And I can’t make this trade.

33

THEO

Sunday starts out lovely when I wake to Merrick playing with Bernie in the backyard but swiftly slides downhill when I remember that tonight is Jessica Kate’s popstar party.

Martinique has been complaining about it all week. She’s been non-consensually assigned to the only assistant position on the planet worse than mine.

Jessica is a ruthless taskmaster, running Martinique ragged all over the city when she isn’t grilling her for information about Angus or, apparently, about me.

“She was asking me a million questions yesterday,” Martinique gripes as I help her wrangle the catering trays into Angus’ walk-in refrigerator. “All about where you went to high school, and how long you and Sullivan have been dating, and where you worked before this. You better be careful, Theo—she has it out for you.”

My stomach does a slow, uneasy roll. I feel incredibly grateful that I never spilled the beans to Martinique, no matter how many times I was tempted. Much as I love my best friend,I’m not sure how well she’d stand up to Jessica’s week-long interrogation if she knew the truth.

I could not, however, resist telling her that Sully and I finally slept together.

“Tell me everything!” she squeals. “Every single detail!”

“Noteverydetail…” I’m already blushing.

“All the good ones,” Martinique insists.

I give her a play-by-play until we’re both flushed and giggling. Martinique gets a determined look in her eye.

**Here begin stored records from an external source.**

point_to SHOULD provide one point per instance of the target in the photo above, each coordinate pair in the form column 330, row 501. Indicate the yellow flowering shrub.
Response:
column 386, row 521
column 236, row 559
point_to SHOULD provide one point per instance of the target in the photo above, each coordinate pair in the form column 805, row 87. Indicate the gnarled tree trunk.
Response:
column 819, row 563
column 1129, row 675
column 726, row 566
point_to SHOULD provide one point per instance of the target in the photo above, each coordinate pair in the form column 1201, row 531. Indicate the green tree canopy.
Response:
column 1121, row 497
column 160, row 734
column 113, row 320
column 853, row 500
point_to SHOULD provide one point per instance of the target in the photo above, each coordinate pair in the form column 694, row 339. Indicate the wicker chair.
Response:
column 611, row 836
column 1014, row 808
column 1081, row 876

“If he’s that good, I’m definitely sleeping with his brother tonight.” Her mind’s already leaping several years ahead. “Maybe we’ll marry twins! Wouldn’t that be amazing?”

Unbidden, the image of a ring pops into my head. Sully waiting at the altar. Coming home to his beautiful, broken-down mansion, not for a week but for forever…

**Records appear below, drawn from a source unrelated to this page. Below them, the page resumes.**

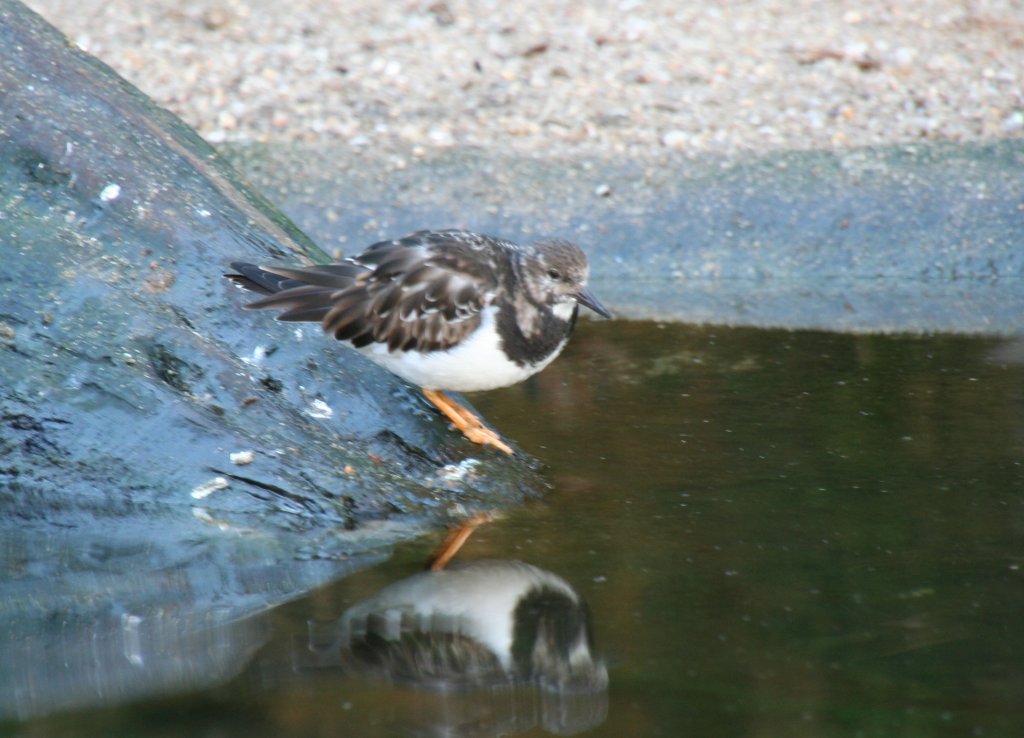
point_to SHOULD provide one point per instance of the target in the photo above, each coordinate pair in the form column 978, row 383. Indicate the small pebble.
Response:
column 209, row 487
column 242, row 458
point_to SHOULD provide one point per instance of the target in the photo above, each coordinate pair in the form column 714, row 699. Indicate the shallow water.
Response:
column 777, row 533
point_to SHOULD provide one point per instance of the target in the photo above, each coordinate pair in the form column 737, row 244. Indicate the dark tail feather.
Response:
column 256, row 279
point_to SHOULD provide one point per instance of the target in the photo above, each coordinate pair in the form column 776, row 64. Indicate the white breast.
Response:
column 475, row 363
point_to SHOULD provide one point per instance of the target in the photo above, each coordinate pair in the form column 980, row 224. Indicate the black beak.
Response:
column 586, row 298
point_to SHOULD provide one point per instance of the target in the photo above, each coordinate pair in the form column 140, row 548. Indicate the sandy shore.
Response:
column 562, row 78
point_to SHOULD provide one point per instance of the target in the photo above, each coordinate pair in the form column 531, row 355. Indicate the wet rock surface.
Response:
column 160, row 447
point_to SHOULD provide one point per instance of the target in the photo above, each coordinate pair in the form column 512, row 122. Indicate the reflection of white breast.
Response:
column 476, row 600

Martinique stops laughing when she sees the look on my face. “What’s wrong? Too soon to talk about wedding bells?”

“No…”

“Because you look like a woman in love.”

In love?

Sick, sinking fear takes hold of me.

I can’t be in love with Sullivan.

Insanely attracted to him, completely infatuated with him, maybe… But not love. That would be…devastating.

“I’m not in love,” I say.

There’s just one problem. Over the last few weeks, I’ve become a lot more aware of what I sound like when I lie. And that…felt like a hell of a whopper.

Martinique isn’t buying it either. “Not in love? Or not ready to admit it?”

“Both. Neither.”

“Uh oh.” She gives me a pitying look. “You’ve got it bad.”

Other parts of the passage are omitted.